—Allons, encore un peu de courage, ma Clémence, gardons le fatal secret jusqu’au bout. Ce n’est pas un homme ordinaire que Jules; mais cependant savons-nous si son grand caractère et son extrême amour ne détermineraient pas une sorte de mésestime pour la fille d’un...

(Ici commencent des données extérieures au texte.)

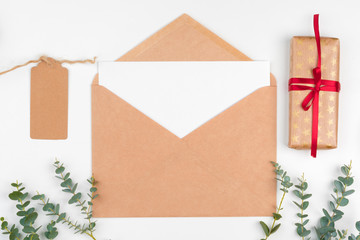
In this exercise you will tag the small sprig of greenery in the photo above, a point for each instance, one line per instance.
(285, 185)
(76, 197)
(352, 236)
(303, 205)
(29, 215)
(327, 229)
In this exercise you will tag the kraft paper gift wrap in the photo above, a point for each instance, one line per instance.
(303, 59)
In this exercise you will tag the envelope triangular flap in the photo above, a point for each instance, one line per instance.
(232, 151)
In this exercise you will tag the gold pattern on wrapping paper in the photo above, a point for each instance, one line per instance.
(306, 132)
(296, 113)
(331, 109)
(311, 60)
(333, 74)
(301, 125)
(333, 61)
(306, 145)
(330, 133)
(295, 138)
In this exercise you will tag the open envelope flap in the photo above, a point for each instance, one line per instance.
(185, 39)
(215, 171)
(128, 149)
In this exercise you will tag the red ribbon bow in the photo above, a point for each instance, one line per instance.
(312, 99)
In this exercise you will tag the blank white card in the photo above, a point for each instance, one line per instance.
(181, 96)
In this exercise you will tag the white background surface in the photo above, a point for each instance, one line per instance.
(107, 29)
(182, 96)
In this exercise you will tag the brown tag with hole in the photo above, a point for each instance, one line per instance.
(49, 101)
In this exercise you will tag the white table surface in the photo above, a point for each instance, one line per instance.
(108, 29)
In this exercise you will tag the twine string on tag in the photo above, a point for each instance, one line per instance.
(49, 61)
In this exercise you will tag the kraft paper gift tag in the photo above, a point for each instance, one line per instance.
(49, 101)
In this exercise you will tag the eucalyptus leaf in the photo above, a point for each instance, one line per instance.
(265, 228)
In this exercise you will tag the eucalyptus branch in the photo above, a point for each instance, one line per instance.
(28, 216)
(286, 184)
(13, 232)
(352, 236)
(54, 210)
(327, 229)
(303, 205)
(69, 187)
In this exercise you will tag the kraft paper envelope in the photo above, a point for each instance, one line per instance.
(222, 168)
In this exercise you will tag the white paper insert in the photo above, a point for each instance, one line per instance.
(181, 96)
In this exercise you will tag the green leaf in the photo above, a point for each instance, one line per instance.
(265, 228)
(327, 215)
(305, 186)
(61, 217)
(326, 229)
(38, 197)
(57, 208)
(75, 198)
(28, 229)
(48, 207)
(339, 186)
(357, 225)
(21, 213)
(66, 176)
(74, 188)
(336, 217)
(276, 216)
(347, 193)
(30, 219)
(4, 224)
(299, 206)
(343, 201)
(59, 170)
(306, 196)
(51, 235)
(26, 204)
(302, 215)
(298, 193)
(67, 183)
(305, 205)
(332, 206)
(324, 221)
(345, 170)
(16, 195)
(275, 228)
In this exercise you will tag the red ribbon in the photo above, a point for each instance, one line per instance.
(312, 99)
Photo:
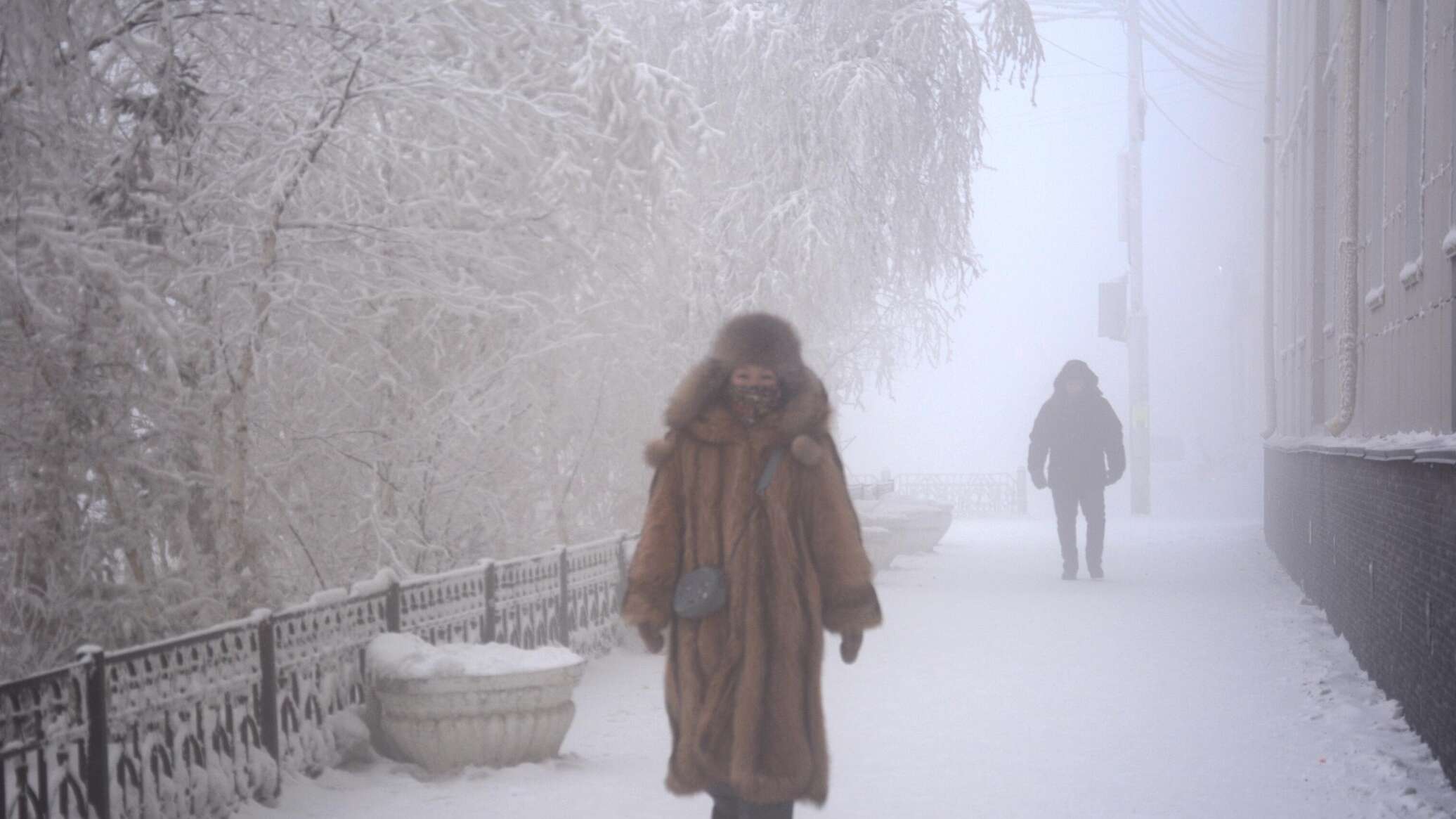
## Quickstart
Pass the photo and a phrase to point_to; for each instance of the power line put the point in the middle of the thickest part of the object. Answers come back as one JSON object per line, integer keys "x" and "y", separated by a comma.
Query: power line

—Oh! s’écria Clémence, vous avez lu dans le cœur de votre enfant, je n’ai pas d’autre peur, ajouta-t-elle d’un ton déchirant. C’est une pensée qui me glace. Mais, mon père, songez que je lui ai promis la vérité dans deux heures.

—Eh! bien, ma fille, dis-lui qu’il aille à l’ambassade de Portugal, voir le comte de Funcal, ton père, j’y serai.

—Et monsieur de Maulincour qui lui a parlé de Ferragus? Mon Dieu, mon père, tromper, tromper, quel supplice!

—A qui le dis-tu? Mais encore quelques jours, et il n’existera pas un homme qui puisse me démentir. D’ailleurs, monsieur de Maulincour doit être hors d’état de se souvenir... Voyons, folle, sèche tes larmes, et songe...

En ce moment, un cri terrible retentit dans la chambre où était monsieur Jules Desmarets.

—Ma fille, ma pauvre fille!

Cette clameur passa par la légère ouverture pratiquée au-dessus de l’armoire, et frappa de terreur Ferragus et madame Jules.

—Va voir ce que c’est, Clémence.

Clémence descendit avec rapidité le petit escalier, trouva toute grande ouverte la porte de l’appartement de madame Gruget, entendit les cris qui retentissaient dans l’étage supérieur, monta l’escalier, vint, attirée par le bruit des sanglots, jusque dans la chambre fatale, où, avant d’entrer, ces mots parvinrent à son oreille:—C’est vous, monsieur, avec vos imaginations, qui êtes cause de sa mort.